- "Fearless Fagan" (1952) Poster
- Directed by: Stanley Donen
- Written by: Charles Lederer Frederick Hazlett Brennan
- Story by: Sidney Franklin Eldon W. Griffiths
- Starring: Janet Leigh Carleton Carpenter Keenan Wynn
- Cinematography: Harold Lipstein
- Edited by: George White
- Music by: Rudolph G. Kopp
- Distributed by: Metro-Goldwyn-Mayer
- Release date: August 7, 1952 (Indianapolis, Indiana);
- Running time: 79 minutes
- Country: United States
- Language: English
- Budget: $855,000
- Box office: $950,000

= Fearless Fagan =

1952 film by Stanley Donen

Fearless Fagan is a 1952 American comedy film directed by Stanley Donen and starring Janet Leigh and Carleton Carpenter.

==Plot==
Circus clown Floyd Hilston, who performs a comedic lion act, learns that he is considered a draft dodger. He is permitted to enlist rather than serving a prison sentence, but he does not want to leave his best friend, a lion named Fearless Fagan, whom Floyd has raised for its entire life. Circus owner Owen Gillman offers to buy the lion, but Floyd fears for its welfare under the command of a lion tamer.

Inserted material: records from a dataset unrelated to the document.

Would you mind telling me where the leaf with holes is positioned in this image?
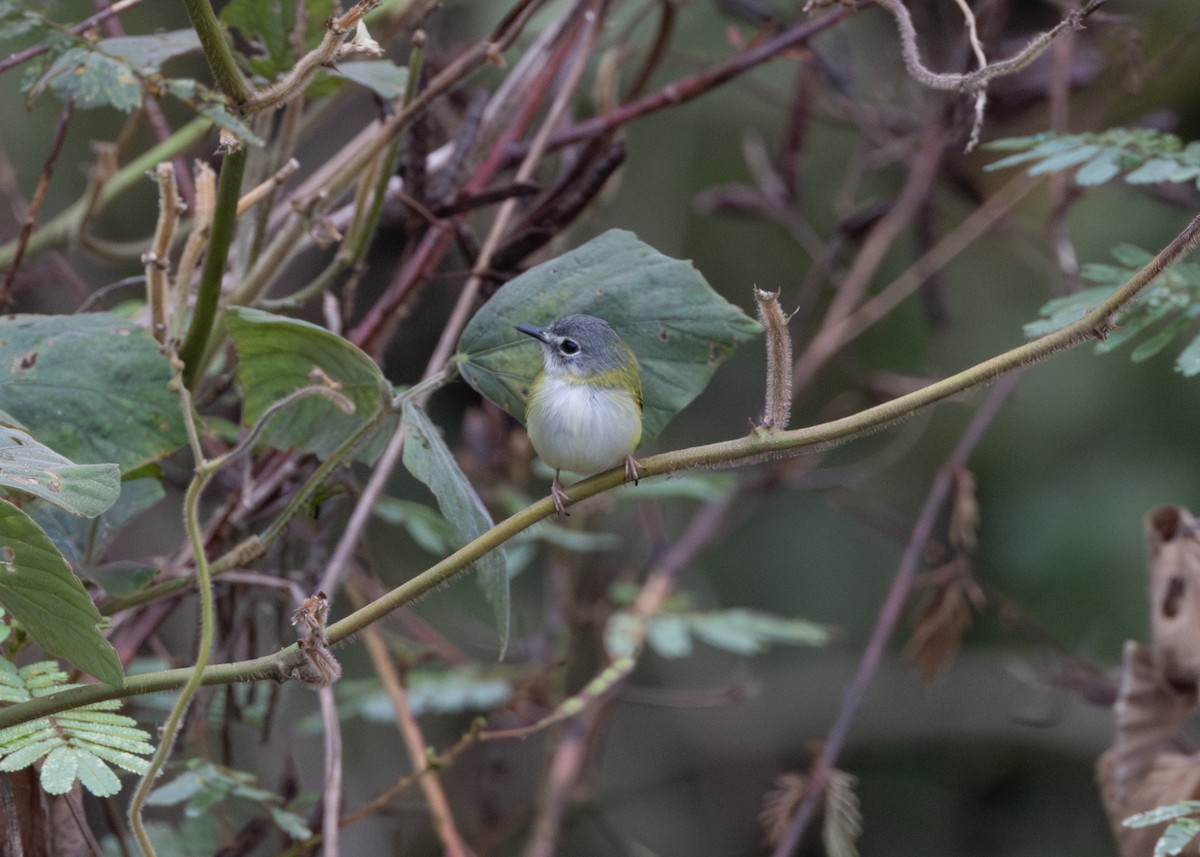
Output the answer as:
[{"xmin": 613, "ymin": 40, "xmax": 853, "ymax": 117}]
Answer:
[
  {"xmin": 0, "ymin": 312, "xmax": 186, "ymax": 473},
  {"xmin": 0, "ymin": 501, "xmax": 125, "ymax": 687},
  {"xmin": 0, "ymin": 425, "xmax": 121, "ymax": 517},
  {"xmin": 226, "ymin": 307, "xmax": 394, "ymax": 461}
]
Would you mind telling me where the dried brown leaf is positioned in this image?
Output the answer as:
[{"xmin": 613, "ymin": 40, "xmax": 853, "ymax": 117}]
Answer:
[
  {"xmin": 905, "ymin": 557, "xmax": 983, "ymax": 685},
  {"xmin": 947, "ymin": 467, "xmax": 980, "ymax": 553},
  {"xmin": 1145, "ymin": 505, "xmax": 1200, "ymax": 688},
  {"xmin": 821, "ymin": 771, "xmax": 863, "ymax": 857},
  {"xmin": 758, "ymin": 774, "xmax": 809, "ymax": 847}
]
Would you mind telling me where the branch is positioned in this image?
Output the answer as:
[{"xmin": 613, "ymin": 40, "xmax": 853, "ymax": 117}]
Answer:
[
  {"xmin": 179, "ymin": 140, "xmax": 246, "ymax": 389},
  {"xmin": 773, "ymin": 372, "xmax": 1022, "ymax": 857},
  {"xmin": 0, "ymin": 208, "xmax": 1200, "ymax": 729},
  {"xmin": 184, "ymin": 0, "xmax": 251, "ymax": 106}
]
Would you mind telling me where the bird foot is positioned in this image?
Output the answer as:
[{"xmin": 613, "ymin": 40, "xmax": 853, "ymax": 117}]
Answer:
[
  {"xmin": 550, "ymin": 473, "xmax": 571, "ymax": 517},
  {"xmin": 625, "ymin": 455, "xmax": 642, "ymax": 485}
]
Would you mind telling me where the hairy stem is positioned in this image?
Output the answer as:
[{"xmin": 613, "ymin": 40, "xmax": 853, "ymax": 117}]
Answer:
[
  {"xmin": 179, "ymin": 144, "xmax": 246, "ymax": 389},
  {"xmin": 0, "ymin": 208, "xmax": 1200, "ymax": 729}
]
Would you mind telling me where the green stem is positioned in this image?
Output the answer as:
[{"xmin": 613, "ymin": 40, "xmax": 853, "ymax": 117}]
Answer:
[
  {"xmin": 130, "ymin": 467, "xmax": 214, "ymax": 857},
  {"xmin": 259, "ymin": 396, "xmax": 391, "ymax": 545},
  {"xmin": 184, "ymin": 0, "xmax": 252, "ymax": 104},
  {"xmin": 0, "ymin": 116, "xmax": 212, "ymax": 269},
  {"xmin": 179, "ymin": 144, "xmax": 246, "ymax": 389},
  {"xmin": 0, "ymin": 208, "xmax": 1200, "ymax": 729}
]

Floyd joins the army and hides Fagan somewhere on the base. Abby Ames, who is at the base to entertain the troops, finds Floyd and Fagan playing in the woods. She pledges to keep Fagan's presence a secret, but she soon appears in the woods with Colonel Horne and his troops in search of the lion.

When Fagan is found, Sgt. Kellwin, Captain Daniels and Colonel Horne try to help Floyd find the lion a home. After an exhaustive search, a home is found. Floyd is in love with Abby although she thinks that he is crazy.

Fagan escapes from his cage and tries to return to Floyd. After Floyd is recaptured, the army demands that Floyd sell Fagan to his old circus troupe or else it will be euthanized. When the lion tamer arrives to collect Fagan, he cracks his whip and is attacked. When Fagan wounds a soldier, Floyd is faced with a dilemma, knowing that a wounded lion will kill. He feels that he must shoot Fagan but he cannot pull the trigger. Fagan attacks Floyd, but Floyd is able to calm him.

Floyd awakens in the hospital to find Sgt. Kellwin, who tells him that he is to receive a medal and a ten-day pass. He also tells Floyd that Fagan is alive and that Abby has taken him to Hollywood. Floyd arrives at Abby's home but is horrified to see a lion-skin rug. Abby appears and leads Floyd to the outdoor pool, where Fagan is swimming.

==Cast==
- Janet Leigh as Abby Ames
- Carleton Carpenter as Pvt. Floyd Hilston
- Keenan Wynn as Sgt. Kellwin
- Richard Anderson as Capt. Daniels
- Ellen Corby as Mrs. Ardley
- Fearless Fagan as Himself
- Barbara Ruick as Nurse
- John Call as Mr. Ardley
- Robert Burton as Owen Gillman
- Wilton Graff as Col. Horne
- Parley Baer as Emil Tauchnitz
- Jonathan Cott as Cpl. Geft

== Production ==
The screenplay was inspired by the story "Fearless Fagan Finds a Home" by Sidney Franklin, which was published in the February 12, 1951 issue of Life magazine. The original story concerns the real Pvt. Floyd D. Humeston, an animal trainer drafted into military service who was unable to find a temporary home for his pet lion Fagan and attempted to bring it to Fort Ord when he reported for duty. Fagan had previously appeared in films such as Samson and Delilah (1949). For Fearless Fagan, the lion was transported from the Columbus Zoo to Hollywood and appears as himself. Humeston served as a technical advisor for the film.

== Release ==
The film's world premiere was held in Indianapolis, Indiana on August 7, 1952, with Carpenter in attendance.

==Reception==
Critic John L. Scott of the Los Angeles Times called the film "an amusing, sometimes hilarious piece of movie entertainment" wrote: "'Fearless Fagan' should be classified as a comedy melodrama, since it contains some serious, even hair-raising scenes. However, fun is the main item of the picture. ... The story moves along easily through a series of situations in which Fagan plays the central role, naturally."

Harrison's Reports found the film "a highly amusing comedy, the kind that will provoke uproarious laughter".

According to MGM records, the film earned $722,000 in the U.S. and Canada and $228,000 elsewhere, resulting in a loss of $324,000.